HBO has acquired all U.S. rights, including theatrical, video and broadcast, to James Marsh's anticipated "Project Nim," the opening night film of the 2011 Sundance Film Festival in the World Cinema Documentary Competition. The film finds Marsh - the Oscar-winning director behind "Man on Wire" - depicting the story of Nim, chimpanzee who became the focus of a landmark experiment in the 1970s that aimed to prove an ape - if raised and nurtured like a human child - could learn to communicate using sign language.
"The film emerged from a well researched biography of a chimpanzee called Nim whose life in captivity was very well documented and often filmed," Marsh told indieWIRE in an interview last week. "Nim was taken from his mother when he was born and given over to a human mother to raise. This was in the early '70's and it was part of an experiment conducted by a Professor at Columbia University. The idea was to bring up the baby chimp in a human family and nurture him exactly like a human child in the expectation that he would learn language and grammar in the way that human children do. If so, he could tell us what he was thinking and how he saw the world. It's a mind boggling idea when you stop think about it." Read more of the interview with Marsh here.
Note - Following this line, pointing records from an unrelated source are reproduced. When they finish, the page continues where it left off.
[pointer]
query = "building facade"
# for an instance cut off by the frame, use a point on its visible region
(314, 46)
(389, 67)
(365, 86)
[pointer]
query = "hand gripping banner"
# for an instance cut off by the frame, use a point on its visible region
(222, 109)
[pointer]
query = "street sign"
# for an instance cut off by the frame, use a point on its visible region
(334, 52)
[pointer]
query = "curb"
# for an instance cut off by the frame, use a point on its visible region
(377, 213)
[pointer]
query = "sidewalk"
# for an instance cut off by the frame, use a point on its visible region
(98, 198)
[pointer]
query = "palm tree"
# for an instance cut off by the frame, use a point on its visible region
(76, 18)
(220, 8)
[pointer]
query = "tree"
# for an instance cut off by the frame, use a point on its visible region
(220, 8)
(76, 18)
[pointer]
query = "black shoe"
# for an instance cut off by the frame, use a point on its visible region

Sheila Nevins, president, HBO Documentary Films made the announcement today. The deal was brokered by Josh Braun of Submarine Entertainment and HBO Documentary Films. HBO will be actively seeking U.S. theatrical and DVD distribution at Sundance, and will be working with Submarine and Icon Entertainment International (IEI) on these negotiations.
HBO also owns the rights to Peter D. Richardson's "How To Die In Oregon," another Sundance title with good buzz behind it.